In one quick, autistic flutter of his arms, he reached into the bag and shoved a yellow and red cardboard box squarely at my face. It read “Preparation H Anti-itch Relief Hydrocortisone Cream 1%.”

“Oh, okay,” I said, taking several seconds to realize that the whole bag was full of Preparation H. Several more seconds passed before I understood that Timothy Mumford had crept into what remained of his home and was trying to sneak out with a trashcan-sized amount of hemorrhoid treatment.

Timothy said he figured the ointments were still good because they were all in unopened boxes and made quick strides toward his front door. I followed him for a moment, then stopped and yelled, “You can totally take those, but it’s really not recommended. I mean, once they’ve been exposed to a fire…”

He didn’t reply, he only moved the full bag into his left hand, raised his right and waved goodbye with a delicate wriggle of his fingers. I made my way to my final room, his garage. I was excited about this room—not only because I could open the garage door and be flooded with light—but, as I’d suspected, the garage wasn’t brimming with complicated tools whose names elude me. It was just abounding with bug sprays and pest killers. I spent twenty minutes taxing my vocal chords with “Raid Ant Baits roman numeral three, Raid Flee Killer Plus Flogger, Ortho Home Defense Max,” when I decided to simply count the bottles and give five examples of brands. I had counted somewhere into the mid-twenties, when my cell phone rang and I lost count.

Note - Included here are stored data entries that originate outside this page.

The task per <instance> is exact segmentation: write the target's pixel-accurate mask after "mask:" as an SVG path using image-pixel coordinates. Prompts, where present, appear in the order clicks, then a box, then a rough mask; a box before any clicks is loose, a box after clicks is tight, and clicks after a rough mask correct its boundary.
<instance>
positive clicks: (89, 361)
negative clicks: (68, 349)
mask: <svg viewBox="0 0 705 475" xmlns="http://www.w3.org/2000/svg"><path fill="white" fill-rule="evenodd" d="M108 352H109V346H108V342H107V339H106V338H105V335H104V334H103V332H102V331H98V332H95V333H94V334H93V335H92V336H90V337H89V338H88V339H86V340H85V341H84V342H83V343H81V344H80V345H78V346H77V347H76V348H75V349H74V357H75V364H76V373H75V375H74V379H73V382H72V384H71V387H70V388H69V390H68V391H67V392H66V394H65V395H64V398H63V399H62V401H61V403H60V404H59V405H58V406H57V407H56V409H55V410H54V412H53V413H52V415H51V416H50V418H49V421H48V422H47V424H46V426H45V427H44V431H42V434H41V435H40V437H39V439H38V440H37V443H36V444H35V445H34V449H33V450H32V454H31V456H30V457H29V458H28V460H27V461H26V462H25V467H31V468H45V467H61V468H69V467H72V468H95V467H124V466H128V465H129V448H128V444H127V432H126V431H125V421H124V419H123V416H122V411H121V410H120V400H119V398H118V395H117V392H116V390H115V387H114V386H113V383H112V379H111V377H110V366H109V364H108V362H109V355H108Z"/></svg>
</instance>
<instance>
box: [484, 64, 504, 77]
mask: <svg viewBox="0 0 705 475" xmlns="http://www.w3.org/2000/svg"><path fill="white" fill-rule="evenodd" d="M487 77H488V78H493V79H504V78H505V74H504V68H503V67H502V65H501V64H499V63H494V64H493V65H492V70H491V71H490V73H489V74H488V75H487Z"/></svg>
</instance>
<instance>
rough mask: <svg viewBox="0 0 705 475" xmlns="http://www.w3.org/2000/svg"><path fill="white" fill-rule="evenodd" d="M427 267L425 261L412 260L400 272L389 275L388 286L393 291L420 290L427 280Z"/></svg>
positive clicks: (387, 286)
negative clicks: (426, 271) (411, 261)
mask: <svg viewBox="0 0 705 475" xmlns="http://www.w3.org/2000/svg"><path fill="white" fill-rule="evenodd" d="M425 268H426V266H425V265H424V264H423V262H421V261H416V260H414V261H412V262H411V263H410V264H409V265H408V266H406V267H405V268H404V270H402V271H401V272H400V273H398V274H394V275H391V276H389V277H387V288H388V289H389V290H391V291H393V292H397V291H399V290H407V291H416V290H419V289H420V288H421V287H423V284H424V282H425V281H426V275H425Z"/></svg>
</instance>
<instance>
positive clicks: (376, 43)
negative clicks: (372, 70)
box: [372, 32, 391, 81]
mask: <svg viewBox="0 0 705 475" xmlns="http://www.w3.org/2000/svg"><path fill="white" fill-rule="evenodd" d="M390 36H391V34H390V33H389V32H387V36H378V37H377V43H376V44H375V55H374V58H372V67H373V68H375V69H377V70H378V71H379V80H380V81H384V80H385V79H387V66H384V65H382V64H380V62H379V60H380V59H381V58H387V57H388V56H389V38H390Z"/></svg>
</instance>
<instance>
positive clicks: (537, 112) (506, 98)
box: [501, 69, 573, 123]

It was the friend who introduced me to this business that had me hatching strategic plans for counting insecticides. She also happened to be my boss.

“What are you doing?” She didn’t even say hello.

“I’m in the client’s garage counting stuff, why?”

“I need you to leave immediately,” she said. “I’ll explain later.”

I was ordered to not meet with the client or contact him in any way. I was to drive my car away from the property and call her back. Nothing seemed like a better idea.

Once I was safely parked at a nearby strip mall, I called her and learned that the results from the fire investigation had just come in: The cause was accelerants, and the origin was the master bedroom. The adjusters had dropped the claim because Timothy Mumford was suspected of arson.

As I made my way to the airport, a deep pity for Mumford welled up in me. I pictured him waiting for me, nervously swallowing gulps of coffee while perched on the edge of his swiveling office chair. I imagined his bony knees making sharp peaks in his jeans, which raised his pant legs just enough to reveal white tube socks. I thought about him clicking buttons on his keyboard and still not finding what he was looking for.

Yeah, he probably did it, but I felt sorry for him. Had I known all along he’d done it? Did the amorphous heavy dark thing tell me? Maybe there had been a subconscious notation of all the little differences between his and other torched homes. Perhaps his house was too neat and lacking in costly items and personal papers, like maybe someone had methodically removed valuables the night before, leaving a few decoys behind. Then, perhaps somebody got up the next morning, dribbled ignitable fuel all over his bedroom floor, lit something and took off in an awkward, almost sweet trot.

Or, maybe I wanted to believe I had something deep inside me that told me when something wasn’t good, but the truth is, I’m so oblivious to crime that I sat on it, gently. Maybe I took a break, leaned up against Mumford’s bed, lowered myself onto the floor, directly down onto a localized burn pattern, grabbed a nearby item and recorded its existence, “Bamboo backscratcher, 12 inches.”

- - -

Timothy Mumford was convicted of arson by a jury of his peers.